French rights group, local partner in renewed efforts to bring Genocide suspects to book

France-based Collectif des Parties Civiles pour le Rwanda (CPCR) working to see Genocide suspects living in France brought to book is optimistic that its new Rwandan partner will go a long way in helping carry on with its protracted crusade against Genocide fugitives.

Thursday, March 31, 2016
Rwandans and friends of Rwanda during 21st commemoration of the Genocide against the Tutsi in Ottawa, Canada, on Tuesday. (Courtesy)

France-based Collectif des Parties Civiles pour le Rwanda (CPCR) working to see Genocide suspects living in France brought to book is optimistic that its new Rwandan partner will go a long way in helping carry on with its protracted crusade against Genocide fugitives.

The group on Monday launched a new Rwanda-based nongovernmental organisation, "Les Amis du CPCR,” (ACPCR) (Friends of CPCR, in Kigali).
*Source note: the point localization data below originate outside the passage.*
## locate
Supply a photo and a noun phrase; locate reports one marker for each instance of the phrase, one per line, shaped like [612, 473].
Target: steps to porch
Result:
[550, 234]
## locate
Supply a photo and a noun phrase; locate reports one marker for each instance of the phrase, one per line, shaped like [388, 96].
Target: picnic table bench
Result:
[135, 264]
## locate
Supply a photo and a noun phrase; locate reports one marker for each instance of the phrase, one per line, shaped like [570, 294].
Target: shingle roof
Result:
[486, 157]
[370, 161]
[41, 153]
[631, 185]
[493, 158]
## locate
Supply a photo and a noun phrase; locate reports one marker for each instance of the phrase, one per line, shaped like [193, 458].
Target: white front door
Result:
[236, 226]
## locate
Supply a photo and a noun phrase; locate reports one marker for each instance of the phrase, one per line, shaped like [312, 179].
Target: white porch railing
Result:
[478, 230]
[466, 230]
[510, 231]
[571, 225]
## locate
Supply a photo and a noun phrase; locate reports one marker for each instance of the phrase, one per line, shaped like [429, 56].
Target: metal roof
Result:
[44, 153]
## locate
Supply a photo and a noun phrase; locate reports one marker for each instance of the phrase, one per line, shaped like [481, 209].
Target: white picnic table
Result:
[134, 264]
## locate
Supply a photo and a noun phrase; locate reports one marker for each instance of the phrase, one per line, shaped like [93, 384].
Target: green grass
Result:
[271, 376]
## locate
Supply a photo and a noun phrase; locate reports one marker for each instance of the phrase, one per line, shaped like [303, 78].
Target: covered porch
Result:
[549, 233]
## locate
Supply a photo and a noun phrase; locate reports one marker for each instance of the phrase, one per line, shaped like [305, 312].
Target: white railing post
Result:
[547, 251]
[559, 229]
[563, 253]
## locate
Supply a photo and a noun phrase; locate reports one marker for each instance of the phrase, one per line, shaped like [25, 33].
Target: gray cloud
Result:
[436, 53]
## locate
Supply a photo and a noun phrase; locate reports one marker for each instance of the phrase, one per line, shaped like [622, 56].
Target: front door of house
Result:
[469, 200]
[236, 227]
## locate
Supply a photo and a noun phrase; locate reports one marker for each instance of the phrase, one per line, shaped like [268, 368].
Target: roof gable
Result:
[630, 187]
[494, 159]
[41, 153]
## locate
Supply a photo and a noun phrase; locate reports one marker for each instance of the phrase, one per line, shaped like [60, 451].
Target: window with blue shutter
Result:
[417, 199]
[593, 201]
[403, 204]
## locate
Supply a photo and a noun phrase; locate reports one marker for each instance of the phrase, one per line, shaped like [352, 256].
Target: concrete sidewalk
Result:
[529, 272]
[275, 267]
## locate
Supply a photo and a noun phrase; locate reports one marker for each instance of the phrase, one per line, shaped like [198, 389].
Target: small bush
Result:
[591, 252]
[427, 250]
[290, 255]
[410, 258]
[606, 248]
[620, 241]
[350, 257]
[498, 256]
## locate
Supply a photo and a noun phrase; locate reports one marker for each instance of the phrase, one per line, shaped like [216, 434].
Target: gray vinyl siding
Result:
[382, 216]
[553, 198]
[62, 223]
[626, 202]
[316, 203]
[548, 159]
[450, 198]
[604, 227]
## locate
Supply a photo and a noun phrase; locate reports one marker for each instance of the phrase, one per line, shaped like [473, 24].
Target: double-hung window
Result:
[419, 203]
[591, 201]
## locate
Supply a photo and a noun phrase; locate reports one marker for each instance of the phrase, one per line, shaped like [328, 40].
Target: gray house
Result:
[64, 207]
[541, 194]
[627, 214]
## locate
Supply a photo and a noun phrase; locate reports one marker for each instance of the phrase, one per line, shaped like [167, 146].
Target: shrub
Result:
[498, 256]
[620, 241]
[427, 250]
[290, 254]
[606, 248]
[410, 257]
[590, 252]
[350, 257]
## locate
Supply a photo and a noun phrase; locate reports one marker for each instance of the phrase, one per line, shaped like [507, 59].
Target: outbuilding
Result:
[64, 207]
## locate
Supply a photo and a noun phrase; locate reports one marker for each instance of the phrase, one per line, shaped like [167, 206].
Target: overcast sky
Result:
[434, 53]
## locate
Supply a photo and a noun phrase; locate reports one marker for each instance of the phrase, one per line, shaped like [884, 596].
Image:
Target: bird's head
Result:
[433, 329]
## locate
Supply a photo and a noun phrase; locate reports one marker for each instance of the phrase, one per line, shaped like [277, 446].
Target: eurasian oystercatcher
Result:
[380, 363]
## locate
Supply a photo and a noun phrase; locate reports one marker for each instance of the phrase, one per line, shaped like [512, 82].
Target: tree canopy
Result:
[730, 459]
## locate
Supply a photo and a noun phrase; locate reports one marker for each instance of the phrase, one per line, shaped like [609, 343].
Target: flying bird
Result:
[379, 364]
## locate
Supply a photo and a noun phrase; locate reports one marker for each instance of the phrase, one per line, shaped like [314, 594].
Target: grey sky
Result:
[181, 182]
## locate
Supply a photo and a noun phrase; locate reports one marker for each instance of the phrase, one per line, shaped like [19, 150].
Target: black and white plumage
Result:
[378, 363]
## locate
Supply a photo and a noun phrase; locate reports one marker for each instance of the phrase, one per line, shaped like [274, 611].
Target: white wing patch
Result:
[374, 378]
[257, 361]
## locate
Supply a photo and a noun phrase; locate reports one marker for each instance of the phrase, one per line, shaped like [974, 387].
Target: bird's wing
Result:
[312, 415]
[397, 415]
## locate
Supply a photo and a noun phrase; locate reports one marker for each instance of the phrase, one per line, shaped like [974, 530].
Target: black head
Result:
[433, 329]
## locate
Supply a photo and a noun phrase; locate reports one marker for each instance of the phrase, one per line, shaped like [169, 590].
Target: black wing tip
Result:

"More than 100 people responded to the invitation of the ACPR launch last night. The task at hand now is to concretise the donations to help the CPCR fund trials in France,” said Alain Gauthier, the CPCR President.

The objective of the new NGO is to morally and financially support the CPCR in court cases against people living in France and suspected of involvement in the Genocide against the Tutsi.

The CPCR has so far filed 28 complaints with the investigating judges of the "pôle crimes contre l’humanité” established in January 2012 in the Tribunal de Grande Instance (TGI) of Paris to investigate cases of Rwandans implicated in the Genocide.

According to Gauthier, in less than a month’s time, the CPCR expects the commencement of the trial involving Octavian Ngenzi Tito Barahira, two former bourgmestres (mayors) of the former Kabarondo commune now (Kayonza District) between 1977 and 1994. The duo is accused of actively participating in the killings of Tutsi refugees hiding in Kabarondo Catholic Church in April 1994.

Ngenzi and Barahira’s trial will be heard before Paris’ Cour d’assises from May 10 to July 1. Ngenzi is particularly accused of supervising the killing of over 1,200 people in the church. Before his arrest in April, 2013, Barahira disguised himself by changing his name to Barahirwa. Like Simbikangwa, Ngenzi was arrested in Mayotte islands in 2010. In 2013, Barahira was arrested in Toulouse, a city in southwestern France.

Gauthier said: "We still do not have the sum necessary to pay our lawyers. This trial will last two months and will be followed by, at year-end, the appeal trial of Simbikangwa.”

In March 2014, French prosecutors sought a life sentence for Pascal Simbikangwa – intelligence chief of the genocidal regime that planned the massacre of an estimated one million people – at the conclusion of his trial, the first of its kind in France.

Simbikangwa’s trial started on February 4, 2014. He was arrested in 2008 on France’s Indian Ocean island of Mayotte, where he lived disguised under an assumed name, Safari.

He was handed a 25-year prison sentence for genocide and complicity in crimes against humanity but he appealed. The appeal hearing is set for October 25 to December 9 at the Cour d’assises de Bobigny, in the northeastern suburbs of Paris, France.

France is home to several Genocide fugitives, including Agathe Kanziga, widow of former President Juvénal Habyarimana; Sosthène Munyemana, nicknamed "the butcher of Tumba”; and Dr Eugène Rwamucyo, suspected of involvement in the Genocide in southern Rwanda.

Jean-Damascène Bizimana, the executive secretary of the National Commission for the Fight against Genocide (CNLG), was at the launch of the ACPCR and, he thinks the new NGO will especially help make Rwandans in the country more active in "playing a role in the justice activities taking place in France.”

Bizimana told The New Times that only witnesses from Rwanda have been involved but the new organisation would, among others, mobilise Rwandans to participate and better understand the nature of the legal setbacks involving the Genocide trials in France.

Bizimana said: "This is a big step. And then, there will also be the very important aspect of mobilising financial support to the CPCR too. Lawyers are expensive and you know, the one who sues is the one who has to pay for the lawyers.”

Bizimana explained that being a governmental organisation, the CNLG does not, and cannot provide any financial support to NGOs.

Last week, Gauthier admitted that "the primary emergency” is financial support.

Former lawmaker and cabinet minister, Dr. Ezéchias Rwabuhihi, is heading the ACPCR.

The other 12 ACPCR founder members include vice president Francois Sebatasi, a retired economist formerly based in Belgium; Gasana Ndoba, the first president of the National Human Rights Commission; and Ignace Beraho, former head of what was previously known as the National Tender Board (NTB).